The National Book Council, which I headed and built for eight years, has recently issued an Annual Report of its work in 2021. It’s basically all projects and work which I had started and was working on with my previous colleagues, and the report does not make reference to me anywhere. The new chairman, who bears my name (in a very sneaky move by the government in order to confuse people about my legacy), ended his message with a petty and spiteful quote by Churchill on how change is so important, somehow justifying his occupation of the office. He’s a headmaster with no experience in the private or book industry and part of the lineup of government bażużli heading public entities. My contract was discontinued by a corrupt Minister and her Permanent Secretary who were later on forced to resign and are also subject to a criminal investigation.

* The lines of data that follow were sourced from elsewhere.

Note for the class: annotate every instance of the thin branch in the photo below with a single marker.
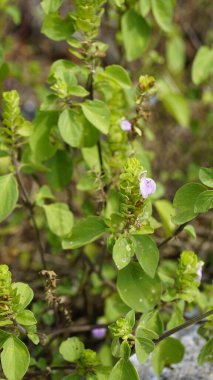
(75, 329)
(190, 322)
(30, 207)
(176, 232)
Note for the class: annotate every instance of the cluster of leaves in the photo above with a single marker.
(76, 149)
(14, 299)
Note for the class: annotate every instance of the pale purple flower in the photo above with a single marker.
(147, 187)
(125, 125)
(199, 270)
(99, 332)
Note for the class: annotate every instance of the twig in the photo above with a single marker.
(176, 232)
(75, 329)
(190, 322)
(30, 207)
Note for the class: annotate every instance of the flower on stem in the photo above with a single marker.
(147, 186)
(125, 125)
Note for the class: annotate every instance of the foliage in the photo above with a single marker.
(76, 184)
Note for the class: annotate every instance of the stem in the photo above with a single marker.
(190, 322)
(176, 232)
(89, 88)
(30, 207)
(76, 329)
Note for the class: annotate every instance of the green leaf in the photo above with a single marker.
(165, 211)
(15, 358)
(168, 351)
(56, 28)
(26, 318)
(143, 348)
(135, 33)
(151, 321)
(119, 75)
(76, 130)
(147, 253)
(178, 106)
(184, 202)
(202, 65)
(206, 353)
(40, 143)
(163, 13)
(175, 55)
(145, 6)
(78, 91)
(71, 128)
(71, 349)
(59, 218)
(51, 6)
(204, 201)
(91, 158)
(124, 370)
(176, 318)
(8, 195)
(206, 176)
(137, 289)
(190, 230)
(123, 250)
(3, 337)
(98, 114)
(60, 170)
(25, 293)
(84, 232)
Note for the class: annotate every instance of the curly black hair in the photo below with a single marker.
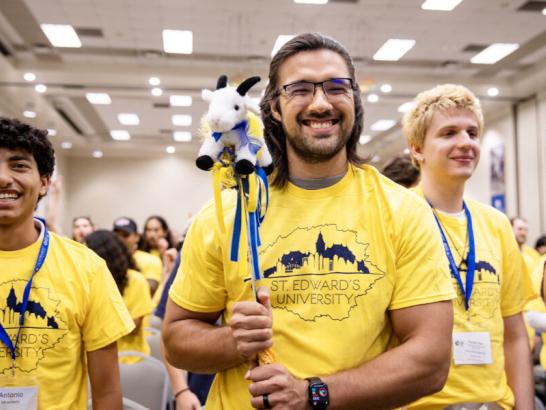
(17, 135)
(111, 248)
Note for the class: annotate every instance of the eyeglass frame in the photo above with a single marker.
(315, 84)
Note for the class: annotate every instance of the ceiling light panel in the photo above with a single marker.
(98, 98)
(180, 100)
(495, 52)
(394, 49)
(128, 119)
(440, 5)
(61, 35)
(178, 41)
(120, 135)
(181, 120)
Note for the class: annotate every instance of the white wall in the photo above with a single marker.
(106, 188)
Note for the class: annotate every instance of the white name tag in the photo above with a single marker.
(472, 348)
(20, 398)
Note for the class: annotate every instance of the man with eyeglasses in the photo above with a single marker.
(354, 302)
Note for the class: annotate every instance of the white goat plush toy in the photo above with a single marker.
(228, 119)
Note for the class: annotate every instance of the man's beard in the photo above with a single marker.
(313, 153)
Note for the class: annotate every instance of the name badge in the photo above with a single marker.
(20, 398)
(472, 348)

Basically, the entity of today has been constructed during my tenure. I hired all the current employees at the Council and organized and sourced all its budgets including the budget for this year. My record at the National Book Council has been very successful according to most stakeholders in the industry, having built the entity from the bottom and sourced all of its public funds to support the book industry after successfully turning the declining trend of book sales at the Malta Book Festival to constant, year on year record highs. I revamped the legal framework giving more protection for intellectual rights and established the Council legally, organsied the first National Writers’ Congress, introduced public lending rights and also started the first-ever major international export drive of Maltese literature selling rights in various continents. My favourite project was brokering and selling Walid Nabhan’s prize-winning novel to the London-based publisher, Peter Owen which will be published this year in English translation by Albert Gatt with the title “Exodus of the Storks”. Breaking into the international market through a reputable London-based publisher has been the dream of many Maltese authors and this is probably the most major literary event in Maltese literary history for many years. This comes, after Immanuel Mifsud’s breakthrough in Paris with the publication of his French translation of “In the Name of the Father”.
This year I will also be at the London Book Fair where Malta has a stand and which began for the first time in 2014. For the first time ever I will enjoy the London Book Fair without the stress of having to make up for public funds spent for our participation.